Creating SSH2 RSA key
Creating SSH2 DSA key
Restarting OpenBSD Secure Shell server: sshd.
That looks to me like it's installing ssh2, and not ssh. I'm not sure of what
the differences are, but I'm not sure what I've got installed; ssh, or ssh2,
or both, and whether that is important.
Curiously, the output of installing it on the laptop is slightly different.
It appears to have set a SSH1 key. (NB: The laptop is 'vaiow', the server is
'guestw'). The output from installing on the laptop is:
root@vaiow:~# apt-get install ssh
Reading Package Lists... Done
Building Dependency Tree... Done
The following NEW packages will be installed:
ssh
0 packages upgraded, 1 newly installed, 0 to remove and 0 not upgraded.
Need to get 0B/600kB of archives. After unpacking 1352kB will be used.
Preconfiguring packages ...
Selecting previously deselected package ssh.
(Reading database ... 61637 files and directories currently installed.)
Unpacking ssh (from .../ssh_1%3a3.0.2p1-9_i386.deb) ...
Setting up ssh (3.0.2p1-9) ...
Creating SSH1 key
Creating SSH2 RSA key
Creating SSH2 DSA key
Restarting OpenBSD Secure Shell server: sshd
Notice the extra line: 'Creating SSH1 key'
I then use ssh-keygen to create my public/private pairs, and scp the public
to guestw. I cat it to the end of authorized keys. guestw looks like this:
dougie@guestw:~$ ls -ld .ssh
drwx--S--- 2 dougie dougie 4096 May 2 09:01 .ssh
dougie@guestw:~$ ls -l .ssh
total 16
-rwx------ 1 dougie dougie 995 May 2 09:01 authorized_keys
-rw------- 1 dougie dougie 528 May 2 08:34 identity
-rw-r--r-- 1 dougie dougie 332 May 2 08:34 identity.pub
-rw-r--r-- 1 dougie dougie 455 May 2 09:01 known_hosts
dougie@guestw:~$ ps -ef | grep agent
dougie 361 332 0 08:52 ? 00:00:00 /usr/bin/ssh-agent
x-session-manager
I had a bit of a problem initially with ssh-agent, as it has to be run on the
machine itself. So I have to run around the house to go to each PC and type
it in, rather than from a telnet session. i.e. The telnet session produces:
dougie@guestw:~$ ssh-add
Could not open a connection to your authentication agent.

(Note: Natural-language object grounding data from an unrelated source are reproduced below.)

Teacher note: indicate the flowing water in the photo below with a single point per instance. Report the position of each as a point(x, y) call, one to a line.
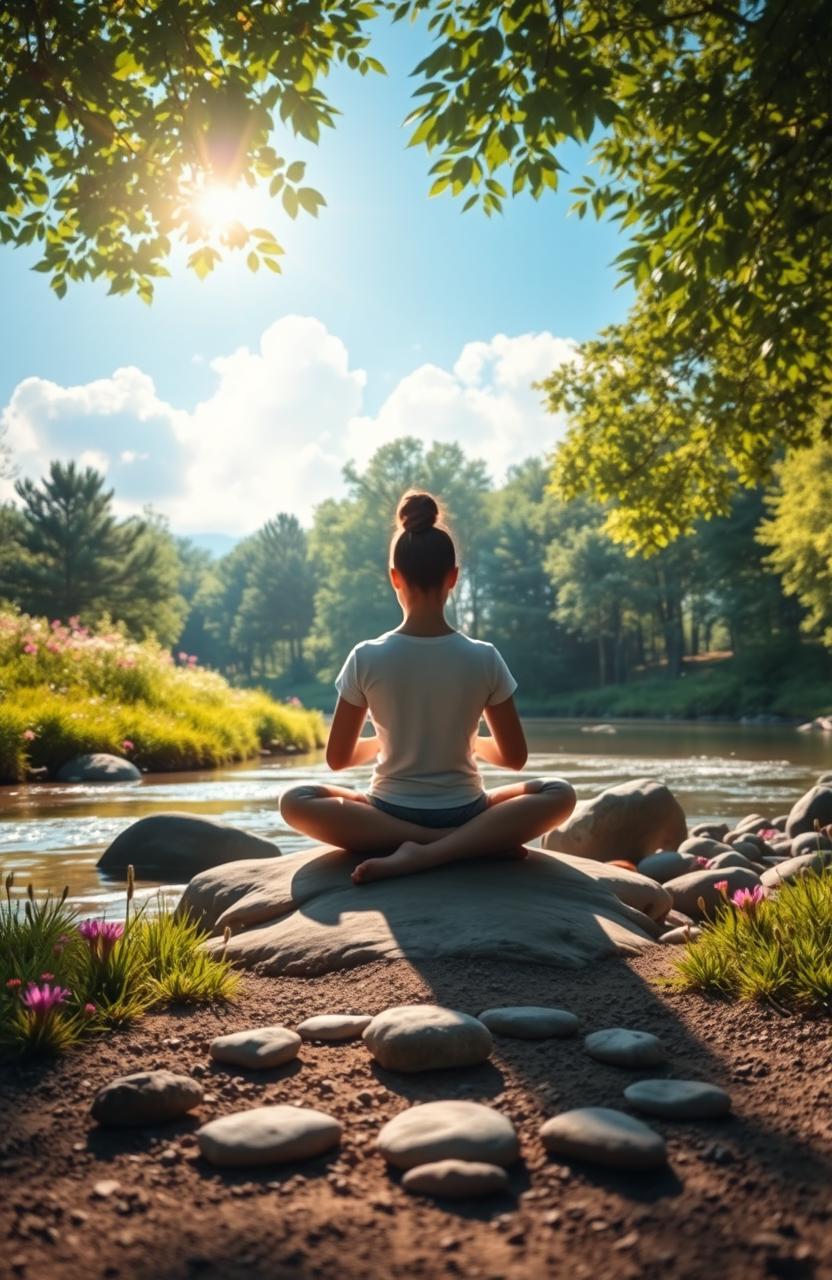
point(53, 835)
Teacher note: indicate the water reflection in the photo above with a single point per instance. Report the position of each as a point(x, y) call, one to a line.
point(54, 835)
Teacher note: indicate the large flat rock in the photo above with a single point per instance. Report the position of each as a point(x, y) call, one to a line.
point(304, 915)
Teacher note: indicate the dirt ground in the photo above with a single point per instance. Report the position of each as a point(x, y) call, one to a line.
point(749, 1196)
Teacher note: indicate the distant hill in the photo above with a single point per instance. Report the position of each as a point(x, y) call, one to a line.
point(218, 544)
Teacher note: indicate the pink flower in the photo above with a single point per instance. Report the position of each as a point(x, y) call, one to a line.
point(42, 1000)
point(749, 899)
point(100, 936)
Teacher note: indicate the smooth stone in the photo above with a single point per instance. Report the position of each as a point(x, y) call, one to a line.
point(679, 1100)
point(529, 1022)
point(99, 767)
point(257, 1048)
point(268, 1136)
point(712, 830)
point(700, 846)
point(810, 842)
point(796, 867)
point(681, 936)
point(456, 1179)
point(426, 1038)
point(448, 1130)
point(626, 822)
point(302, 915)
point(333, 1028)
point(689, 890)
point(816, 805)
point(174, 846)
point(603, 1137)
point(146, 1097)
point(624, 1047)
point(666, 864)
point(731, 858)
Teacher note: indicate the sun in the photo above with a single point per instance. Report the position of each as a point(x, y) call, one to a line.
point(220, 206)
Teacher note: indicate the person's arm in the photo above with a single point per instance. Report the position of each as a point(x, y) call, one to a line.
point(344, 746)
point(507, 744)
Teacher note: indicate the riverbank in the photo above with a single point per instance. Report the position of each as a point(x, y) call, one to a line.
point(741, 1197)
point(69, 691)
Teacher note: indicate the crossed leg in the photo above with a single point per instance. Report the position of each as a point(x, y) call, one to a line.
point(515, 814)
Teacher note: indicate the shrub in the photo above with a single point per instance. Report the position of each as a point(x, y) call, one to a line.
point(777, 949)
point(63, 978)
point(65, 691)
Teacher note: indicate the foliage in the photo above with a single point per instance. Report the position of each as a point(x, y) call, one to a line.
point(780, 950)
point(65, 690)
point(69, 556)
point(799, 534)
point(63, 978)
point(118, 115)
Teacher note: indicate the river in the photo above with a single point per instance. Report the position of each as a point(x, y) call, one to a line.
point(53, 835)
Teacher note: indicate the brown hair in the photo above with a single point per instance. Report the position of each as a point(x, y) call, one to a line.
point(423, 551)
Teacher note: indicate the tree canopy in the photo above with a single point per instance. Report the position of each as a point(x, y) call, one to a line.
point(711, 137)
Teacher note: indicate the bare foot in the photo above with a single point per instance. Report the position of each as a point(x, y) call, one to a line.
point(408, 858)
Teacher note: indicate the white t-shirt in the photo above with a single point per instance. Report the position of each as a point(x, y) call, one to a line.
point(425, 695)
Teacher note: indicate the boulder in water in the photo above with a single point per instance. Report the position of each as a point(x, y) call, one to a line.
point(174, 846)
point(629, 821)
point(304, 915)
point(99, 767)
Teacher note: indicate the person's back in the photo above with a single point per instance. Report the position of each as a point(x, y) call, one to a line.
point(425, 696)
point(425, 688)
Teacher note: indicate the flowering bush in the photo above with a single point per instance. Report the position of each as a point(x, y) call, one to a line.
point(67, 690)
point(766, 945)
point(106, 972)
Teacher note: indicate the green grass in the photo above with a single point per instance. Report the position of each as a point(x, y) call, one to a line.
point(65, 691)
point(104, 982)
point(781, 951)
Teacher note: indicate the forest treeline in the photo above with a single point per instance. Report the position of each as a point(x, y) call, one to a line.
point(568, 607)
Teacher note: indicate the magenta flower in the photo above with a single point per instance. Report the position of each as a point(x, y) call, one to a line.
point(42, 1000)
point(100, 936)
point(749, 899)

Finally ran ssh-add successfully and did a few tests. Here's the end of the
output from ssh -v guestw (run from vaiow):
debug1: Connection established.
debug1: identity file /home/dougie/.ssh/identity type 0
debug1: identity file /home/dougie/.ssh/id_rsa type -1
debug1: identity file /home/dougie/.ssh/id_dsa type -1
debug1: Remote protocol version 2.0, remote software version OpenSSH_3.0.2p1
Debian 1:3.0.2p1-9
debug1: match: OpenSSH_3.0.2p1 Debian 1:3.0.2p1-9 pat ^OpenSSH
Enabling compatibility mode for protocol 2.0
debug1: Local version string SSH-2.0-OpenSSH_3.0.2p1 Debian 1:3.0.2p1-9
debug1: SSH2_MSG_KEXINIT sent
debug1: SSH2_MSG_KEXINIT received
debug1: kex: server->client aes128-cbc hmac-md5 none
debug1: kex: client->server aes128-cbc hmac-md5 none
debug1: SSH2_MSG_KEX_DH_GEX_REQUEST sent
debug1: expecting SSH2_MSG_KEX_DH_GEX_GROUP
debug1: dh_gen_key: priv key bits set: 131/256
debug1: bits set: 510/1024
debug1: SSH2_MSG_KEX_DH_GEX_INIT sent
debug1: expecting SSH2_MSG_KEX_DH_GEX_REPLY
debug1: Host 'guestw' is known and matches the RSA host key.

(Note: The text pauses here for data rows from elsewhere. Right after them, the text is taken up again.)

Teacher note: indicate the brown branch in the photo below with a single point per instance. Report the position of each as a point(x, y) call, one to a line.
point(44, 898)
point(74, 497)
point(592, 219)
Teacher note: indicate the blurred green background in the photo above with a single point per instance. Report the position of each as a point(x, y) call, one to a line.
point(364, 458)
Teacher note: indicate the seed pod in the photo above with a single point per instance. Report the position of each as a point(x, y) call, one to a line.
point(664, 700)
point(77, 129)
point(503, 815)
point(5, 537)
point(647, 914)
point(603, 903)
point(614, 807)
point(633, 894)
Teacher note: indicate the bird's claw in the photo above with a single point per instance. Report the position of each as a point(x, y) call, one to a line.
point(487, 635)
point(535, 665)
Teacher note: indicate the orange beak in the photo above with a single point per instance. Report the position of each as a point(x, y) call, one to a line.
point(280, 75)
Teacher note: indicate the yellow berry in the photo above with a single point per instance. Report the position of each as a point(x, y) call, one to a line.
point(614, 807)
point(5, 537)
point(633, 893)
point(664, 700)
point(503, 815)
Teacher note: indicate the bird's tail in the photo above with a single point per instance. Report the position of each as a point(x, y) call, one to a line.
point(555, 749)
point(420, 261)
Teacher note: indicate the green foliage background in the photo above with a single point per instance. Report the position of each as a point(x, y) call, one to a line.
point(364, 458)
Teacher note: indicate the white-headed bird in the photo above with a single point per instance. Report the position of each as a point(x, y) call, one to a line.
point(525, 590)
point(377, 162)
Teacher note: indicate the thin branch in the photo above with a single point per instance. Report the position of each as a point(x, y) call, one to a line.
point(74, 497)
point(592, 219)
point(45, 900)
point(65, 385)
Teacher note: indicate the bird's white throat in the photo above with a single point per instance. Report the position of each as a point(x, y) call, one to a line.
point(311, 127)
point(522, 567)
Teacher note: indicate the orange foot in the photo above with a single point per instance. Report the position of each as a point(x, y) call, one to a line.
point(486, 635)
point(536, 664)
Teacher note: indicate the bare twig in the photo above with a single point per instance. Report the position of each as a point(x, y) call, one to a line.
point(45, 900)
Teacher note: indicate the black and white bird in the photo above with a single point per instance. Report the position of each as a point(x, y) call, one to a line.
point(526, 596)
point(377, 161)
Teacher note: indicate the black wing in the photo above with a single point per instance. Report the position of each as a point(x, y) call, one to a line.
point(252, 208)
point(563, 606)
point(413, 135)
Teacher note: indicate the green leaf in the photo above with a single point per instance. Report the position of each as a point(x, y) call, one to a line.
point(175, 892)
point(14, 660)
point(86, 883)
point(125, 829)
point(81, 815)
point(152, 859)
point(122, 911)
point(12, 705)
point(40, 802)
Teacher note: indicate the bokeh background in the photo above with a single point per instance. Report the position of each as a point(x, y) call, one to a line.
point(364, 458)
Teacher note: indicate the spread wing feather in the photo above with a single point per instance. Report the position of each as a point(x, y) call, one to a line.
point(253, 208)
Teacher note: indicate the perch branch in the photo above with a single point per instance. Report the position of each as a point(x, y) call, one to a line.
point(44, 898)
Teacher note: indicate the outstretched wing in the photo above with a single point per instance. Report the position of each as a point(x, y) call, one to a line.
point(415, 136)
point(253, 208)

debug1: Found key in /home/dougie/.ssh/known_hosts:1
debug1: bits set: 512/1024
debug1: ssh_rsa_verify: signature correct
debug1: kex_derive_keys
debug1: newkeys: mode 1
debug1: SSH2_MSG_NEWKEYS sent
debug1: waiting for SSH2_MSG_NEWKEYS
debug1: newkeys: mode 0
debug1: SSH2_MSG_NEWKEYS received
debug1: done: ssh_kex2.
debug1: send SSH2_MSG_SERVICE_REQUEST
debug1: service_accept: ssh-userauth
debug1: got SSH2_MSG_SERVICE_ACCEPT
debug1: authentications that can continue:
publickey,password,keyboard-interactive
debug1: next auth method to try is publickey
debug1: try privkey: /home/dougie/.ssh/id_rsa
debug1: try privkey: /home/dougie/.ssh/id_dsa
debug1: next auth method to try is keyboard-interactive
Password:
So close, but no cigar! My reading of the output is that it's using SSH2, and
it won't find the keys: /home/dougie/.ssh/id_rsa. These look like SSH2 files.
But I have just done apt-get install ssh, so I'm not sure what I've got
installed, or what the difference is.